You could easily come up with some alternative hypotheses. For instance, someone pointed out to me by email that Roma and Irish Traveller children have by far the highest rate of absenteeism, more than double the next highest group, perhaps because their tight-knit communities do not place very high value on school-learning provided by the state. You could also tell a plausible story about black Caribbeans feeling that the British state has not traditionally been on their side, and that making them place less value on state institutions such as schools.
I don’t know how it fits with the problem with white British children, or why Asians and black Africans have such a different response, but each group has very different histories and therefore different cultures and attitudes.
But if you want to say that schools are institutionally racist – that there is something, whether explicit racial attitudes among teachers or some structural problem with the education system that harms black Caribbean children – then you have to do a better job than simply pointing to some data that on the surface tells a convenient story, not interrogating it at all, and moving on. It’s not as if there aren’t much more clear-cut examples of racism in the world; you shouldn’t need to point to ambiguous-at-best situations like this and call them racism to bolster your argument.

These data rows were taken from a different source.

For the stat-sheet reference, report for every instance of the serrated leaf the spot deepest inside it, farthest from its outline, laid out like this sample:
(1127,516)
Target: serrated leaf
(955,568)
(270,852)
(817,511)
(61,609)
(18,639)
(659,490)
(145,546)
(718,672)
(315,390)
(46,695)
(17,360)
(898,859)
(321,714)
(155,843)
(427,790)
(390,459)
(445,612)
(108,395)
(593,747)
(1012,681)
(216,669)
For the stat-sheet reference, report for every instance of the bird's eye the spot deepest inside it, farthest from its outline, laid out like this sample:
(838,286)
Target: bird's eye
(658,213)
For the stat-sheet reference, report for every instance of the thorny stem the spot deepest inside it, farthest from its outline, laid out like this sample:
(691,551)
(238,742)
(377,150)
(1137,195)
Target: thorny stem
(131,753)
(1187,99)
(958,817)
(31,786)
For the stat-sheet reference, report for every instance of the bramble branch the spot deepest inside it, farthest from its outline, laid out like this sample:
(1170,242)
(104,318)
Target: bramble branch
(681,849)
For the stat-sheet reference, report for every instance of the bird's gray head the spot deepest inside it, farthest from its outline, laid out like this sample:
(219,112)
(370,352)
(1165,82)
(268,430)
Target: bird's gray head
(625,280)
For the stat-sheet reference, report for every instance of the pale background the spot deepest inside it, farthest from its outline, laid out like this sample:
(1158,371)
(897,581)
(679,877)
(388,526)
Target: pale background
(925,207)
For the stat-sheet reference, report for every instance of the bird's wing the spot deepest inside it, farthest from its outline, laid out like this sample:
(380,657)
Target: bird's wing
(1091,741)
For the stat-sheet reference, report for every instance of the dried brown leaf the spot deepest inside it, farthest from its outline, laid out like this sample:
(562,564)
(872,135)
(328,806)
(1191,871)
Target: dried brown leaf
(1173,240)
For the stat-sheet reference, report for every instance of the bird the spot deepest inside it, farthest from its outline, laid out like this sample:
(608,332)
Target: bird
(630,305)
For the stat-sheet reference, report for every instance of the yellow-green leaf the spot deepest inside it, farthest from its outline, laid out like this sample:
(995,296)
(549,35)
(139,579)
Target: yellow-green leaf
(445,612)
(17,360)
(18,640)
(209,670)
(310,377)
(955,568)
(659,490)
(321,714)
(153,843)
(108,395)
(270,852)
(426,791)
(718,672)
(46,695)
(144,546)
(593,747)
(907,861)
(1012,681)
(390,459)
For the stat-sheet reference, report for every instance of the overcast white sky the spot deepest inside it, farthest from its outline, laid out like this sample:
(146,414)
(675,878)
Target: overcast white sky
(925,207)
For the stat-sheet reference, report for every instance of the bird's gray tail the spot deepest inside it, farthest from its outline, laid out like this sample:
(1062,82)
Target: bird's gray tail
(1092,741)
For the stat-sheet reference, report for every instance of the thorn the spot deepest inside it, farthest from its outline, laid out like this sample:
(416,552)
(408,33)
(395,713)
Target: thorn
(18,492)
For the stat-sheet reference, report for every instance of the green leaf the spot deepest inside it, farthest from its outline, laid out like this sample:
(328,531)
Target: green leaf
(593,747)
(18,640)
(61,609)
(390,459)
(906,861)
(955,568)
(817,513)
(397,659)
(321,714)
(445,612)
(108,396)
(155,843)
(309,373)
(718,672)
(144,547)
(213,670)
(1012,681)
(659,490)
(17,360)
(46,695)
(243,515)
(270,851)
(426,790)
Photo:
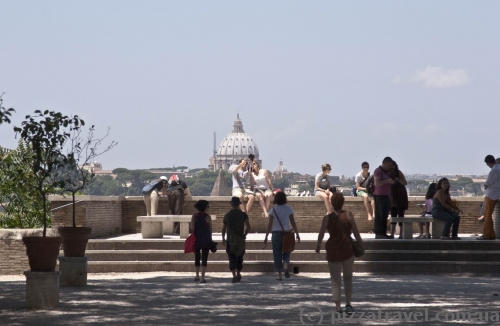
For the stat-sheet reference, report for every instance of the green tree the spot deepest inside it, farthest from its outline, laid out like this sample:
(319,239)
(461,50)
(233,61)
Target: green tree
(47,133)
(24,207)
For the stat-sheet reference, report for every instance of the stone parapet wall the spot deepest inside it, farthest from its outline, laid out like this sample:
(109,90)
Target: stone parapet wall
(102,214)
(309,212)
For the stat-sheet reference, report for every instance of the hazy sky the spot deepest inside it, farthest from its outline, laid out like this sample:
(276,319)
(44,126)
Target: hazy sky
(313,81)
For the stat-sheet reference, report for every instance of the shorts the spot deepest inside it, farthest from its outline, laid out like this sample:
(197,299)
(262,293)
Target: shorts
(266,192)
(237,192)
(360,193)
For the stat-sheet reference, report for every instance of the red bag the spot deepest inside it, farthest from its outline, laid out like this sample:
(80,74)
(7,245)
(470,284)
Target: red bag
(190,244)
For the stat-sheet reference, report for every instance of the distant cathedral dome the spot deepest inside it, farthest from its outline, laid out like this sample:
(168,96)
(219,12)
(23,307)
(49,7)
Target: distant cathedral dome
(234,147)
(280,168)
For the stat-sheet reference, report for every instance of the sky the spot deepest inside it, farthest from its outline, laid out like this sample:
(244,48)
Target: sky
(314,82)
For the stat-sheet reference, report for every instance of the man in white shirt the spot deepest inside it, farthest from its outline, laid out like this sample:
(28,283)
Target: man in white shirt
(492,186)
(361,183)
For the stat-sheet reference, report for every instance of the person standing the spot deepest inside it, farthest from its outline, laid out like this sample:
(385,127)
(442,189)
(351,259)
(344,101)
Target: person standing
(263,186)
(151,195)
(399,197)
(240,175)
(381,195)
(339,252)
(234,222)
(361,183)
(442,210)
(322,186)
(177,189)
(280,218)
(492,186)
(201,224)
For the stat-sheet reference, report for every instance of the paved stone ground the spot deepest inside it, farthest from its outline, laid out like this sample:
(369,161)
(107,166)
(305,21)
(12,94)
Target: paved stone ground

This isn’t the only example in recent days. Another Guardian story found that 60,000 “racist incidents” were recorded in UK schools in the last five years, but made no effort to help us understand if that was a big number or not; how many schools are there? How many pupils? (There are about 24,000 schools in the UK, teaching about nine million pupils; that doesn’t make the numbers OK, but it’s vital context.) The New Statesman ran a piece about excess deaths going up in the UK even before the pandemic, blaming it on austerity; but forgot to control for the growing and ageing population, which muddied the story somewhat.

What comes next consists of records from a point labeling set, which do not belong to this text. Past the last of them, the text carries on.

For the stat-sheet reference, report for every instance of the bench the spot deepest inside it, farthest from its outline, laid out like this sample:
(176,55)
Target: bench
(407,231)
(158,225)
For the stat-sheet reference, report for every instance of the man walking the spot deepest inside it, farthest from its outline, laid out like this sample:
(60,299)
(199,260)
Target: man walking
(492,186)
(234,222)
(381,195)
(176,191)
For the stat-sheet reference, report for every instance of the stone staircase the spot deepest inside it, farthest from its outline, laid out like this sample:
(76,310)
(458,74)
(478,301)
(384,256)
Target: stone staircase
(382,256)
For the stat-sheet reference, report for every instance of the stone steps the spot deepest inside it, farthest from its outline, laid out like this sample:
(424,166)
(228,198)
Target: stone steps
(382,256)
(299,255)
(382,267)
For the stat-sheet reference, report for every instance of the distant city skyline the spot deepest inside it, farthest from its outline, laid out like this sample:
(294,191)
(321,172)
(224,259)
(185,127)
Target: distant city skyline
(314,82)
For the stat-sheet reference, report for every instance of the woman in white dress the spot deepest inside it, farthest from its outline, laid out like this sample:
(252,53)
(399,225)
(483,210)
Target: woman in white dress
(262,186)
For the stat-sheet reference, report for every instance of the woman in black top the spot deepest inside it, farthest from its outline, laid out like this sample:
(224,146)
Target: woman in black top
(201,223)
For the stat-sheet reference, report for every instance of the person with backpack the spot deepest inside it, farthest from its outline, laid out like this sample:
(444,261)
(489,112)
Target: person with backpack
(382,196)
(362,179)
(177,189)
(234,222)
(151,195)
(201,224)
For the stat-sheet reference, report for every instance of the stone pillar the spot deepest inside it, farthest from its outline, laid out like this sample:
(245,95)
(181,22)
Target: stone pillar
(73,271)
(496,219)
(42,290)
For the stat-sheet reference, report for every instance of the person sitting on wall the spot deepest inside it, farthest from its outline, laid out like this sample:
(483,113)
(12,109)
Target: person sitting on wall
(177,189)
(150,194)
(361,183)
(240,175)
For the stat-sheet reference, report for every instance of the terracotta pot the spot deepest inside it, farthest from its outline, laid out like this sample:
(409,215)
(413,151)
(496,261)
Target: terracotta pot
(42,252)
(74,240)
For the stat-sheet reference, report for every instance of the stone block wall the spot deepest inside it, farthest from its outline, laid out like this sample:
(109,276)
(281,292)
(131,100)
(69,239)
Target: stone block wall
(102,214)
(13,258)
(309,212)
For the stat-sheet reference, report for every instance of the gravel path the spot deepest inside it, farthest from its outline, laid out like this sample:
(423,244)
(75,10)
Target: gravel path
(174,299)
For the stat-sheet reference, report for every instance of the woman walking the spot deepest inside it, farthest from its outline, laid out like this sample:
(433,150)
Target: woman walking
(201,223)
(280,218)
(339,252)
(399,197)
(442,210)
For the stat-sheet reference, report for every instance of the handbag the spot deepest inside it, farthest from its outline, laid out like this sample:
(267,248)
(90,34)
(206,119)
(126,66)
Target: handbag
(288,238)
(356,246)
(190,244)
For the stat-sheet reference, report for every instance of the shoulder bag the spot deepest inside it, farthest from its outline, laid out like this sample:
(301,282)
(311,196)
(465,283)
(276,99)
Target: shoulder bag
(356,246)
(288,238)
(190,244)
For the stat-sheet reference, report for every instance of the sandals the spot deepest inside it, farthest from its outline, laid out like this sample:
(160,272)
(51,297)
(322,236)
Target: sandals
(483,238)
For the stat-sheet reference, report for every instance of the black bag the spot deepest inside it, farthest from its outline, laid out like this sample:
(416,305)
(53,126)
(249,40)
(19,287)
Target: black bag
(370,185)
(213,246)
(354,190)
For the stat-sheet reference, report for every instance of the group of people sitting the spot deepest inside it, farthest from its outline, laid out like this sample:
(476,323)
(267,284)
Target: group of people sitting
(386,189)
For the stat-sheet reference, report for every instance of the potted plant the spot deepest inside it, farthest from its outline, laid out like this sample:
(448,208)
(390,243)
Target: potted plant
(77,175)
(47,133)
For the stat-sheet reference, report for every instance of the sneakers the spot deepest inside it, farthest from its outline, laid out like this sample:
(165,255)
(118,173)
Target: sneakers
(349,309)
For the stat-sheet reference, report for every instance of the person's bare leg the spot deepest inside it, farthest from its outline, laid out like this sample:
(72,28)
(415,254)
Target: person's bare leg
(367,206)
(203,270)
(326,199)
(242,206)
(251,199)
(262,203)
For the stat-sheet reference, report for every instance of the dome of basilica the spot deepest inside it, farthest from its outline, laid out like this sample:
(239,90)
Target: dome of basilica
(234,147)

This all makes sense if you see the public sphere as a battleground, if you see debate as war and arguments as soldiers: and perhaps that is a sensible attitude to have. Perhaps if you want to get things done, to defeat racism or win elections or any such goal, perhaps you need to have the mindset that sees inconvenient complexity as something to be destroyed.
But I would rather people tried to think a bit more like scouts, to ask where data comes from and whether it means what you think it means. And if you do find out what’s really true — where that bridge is, how the enemy’s troops are arrayed — you can fight against it all the more effectively.